Here's a good link for some very technical info on CML, from what I can tell it is very up to date.
I would like some suggestions on how to read my blood reports, what I should look for, ask for, etc. My visits with my doctor go very quickly & half the time I cant remember what he said. So, for a newbie dxd CML person, what are the guidelines for all of this?On my last blood test, the abnormal levels were WBC 13.8, Platelets 1,041, and BASO 4.2. This is after being on 400 mg Gleevec for 11 days. I also take 2 meds for high blood pressure and on the cardiac side, have a left bundle branch block...which is a concern if I have to take Tasignia or Sprycell down the road. I'm not having Gleevec side effects but I do have a 2-3 hour spell of lightheadedness during the middle of most days. I take my Gleevec in late afternoon & BP meds (Toprol & Benicar) at night and morning. My dr. said that he might put me on additional meds if my platelets werent down this week.
Trey and the rest,
Just want to thank you all for the valuable information accumalated here. I was diagnosed with CML about 2 weeks ago and am now on Tasigna. The wealth of information here has really helped me understand much better what is going on in me and has given me the confidence that this thing is beatable.
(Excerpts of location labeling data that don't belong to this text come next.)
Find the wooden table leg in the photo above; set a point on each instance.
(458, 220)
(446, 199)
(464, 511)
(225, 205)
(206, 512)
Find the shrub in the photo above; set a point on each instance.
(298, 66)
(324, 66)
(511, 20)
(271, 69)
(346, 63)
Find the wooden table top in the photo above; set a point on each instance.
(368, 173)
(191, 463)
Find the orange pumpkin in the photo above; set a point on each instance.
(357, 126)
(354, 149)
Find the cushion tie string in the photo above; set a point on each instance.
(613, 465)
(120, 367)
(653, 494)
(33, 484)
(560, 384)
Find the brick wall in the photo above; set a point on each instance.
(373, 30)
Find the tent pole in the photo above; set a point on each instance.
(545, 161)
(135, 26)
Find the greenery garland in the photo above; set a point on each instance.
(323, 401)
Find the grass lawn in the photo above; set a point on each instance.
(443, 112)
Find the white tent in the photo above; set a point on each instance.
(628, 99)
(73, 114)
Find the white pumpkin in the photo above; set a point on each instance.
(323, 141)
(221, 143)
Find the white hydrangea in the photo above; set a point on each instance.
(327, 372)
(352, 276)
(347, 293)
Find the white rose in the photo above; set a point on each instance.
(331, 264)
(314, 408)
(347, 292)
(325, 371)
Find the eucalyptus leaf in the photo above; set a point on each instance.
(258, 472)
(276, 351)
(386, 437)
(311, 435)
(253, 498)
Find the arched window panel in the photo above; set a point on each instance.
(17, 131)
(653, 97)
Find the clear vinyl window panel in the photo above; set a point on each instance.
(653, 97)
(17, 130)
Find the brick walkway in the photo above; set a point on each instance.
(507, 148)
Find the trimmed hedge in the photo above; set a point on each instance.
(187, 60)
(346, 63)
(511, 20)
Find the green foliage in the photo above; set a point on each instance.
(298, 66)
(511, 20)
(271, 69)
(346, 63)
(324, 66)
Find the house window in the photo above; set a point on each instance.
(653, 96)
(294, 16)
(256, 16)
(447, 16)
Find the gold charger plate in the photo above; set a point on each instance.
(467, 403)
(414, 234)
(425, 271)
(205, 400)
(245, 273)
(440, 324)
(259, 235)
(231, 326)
I am 31 years old, father of 3 wonderful children (ages 1 to almost 5!) and after learning about this from all of you here I know I will be around for them for a long time.
Hi Trey. It was very nice to see this post after reading so many conflictive information in the Internet. I was just diagnosed last Friday and I have been so scared every time I read something in the Internet I end up crying uncontrollably. My family tells me to stop reading but is difficult to do so. Today at work I when and google "cure for CML" and your wonderful review came out. I am so glad to hear that there is hope for me. I am not taking any medications yet as I am still waiting for the bone marrow results next Tuesday. I certainly hope I could fall in the 95% tile of the lucky ones. Thanks so much.
Brand newbie here! Starting Sprycel when it arrives in a few days. Wondering what experiences people have had on it. Can u help me here? Not sure if one of the links at the beginning of thread has an answer or if u can lead me to a thread that does or can answer here
Thanks All, Sharon
Here is an overview of Sprycel and Tasigna:
There are many discussions about Sprycel on here over the years. You can use the search tool at the top right hand corner, but here are a couple:
You should be prepared that Sprycel can have some short term but strong side effects for a week or so, including headaches and body pain. These will usually resolve or diminish significantly rather quickly for most, so don't be surprised if that happens.
You might want to start a new post or add to existing Sprycel posts after you start the drug. Hope it goes smoothly.
Welcome to the group, please let us know how you are doing and if you have any questions, please ask. There are many knowledgeable people here and a boat load of experience spanning over a decade with the disease. As Trey noted, Sprycel can have several nasties in the beginning; nice part about it is they usually do not last over a long period of time. On the other end of the slide there are many who have said they did not have many side effects at all, short or long term. Best of luck and when you have time, let us know how you are doing.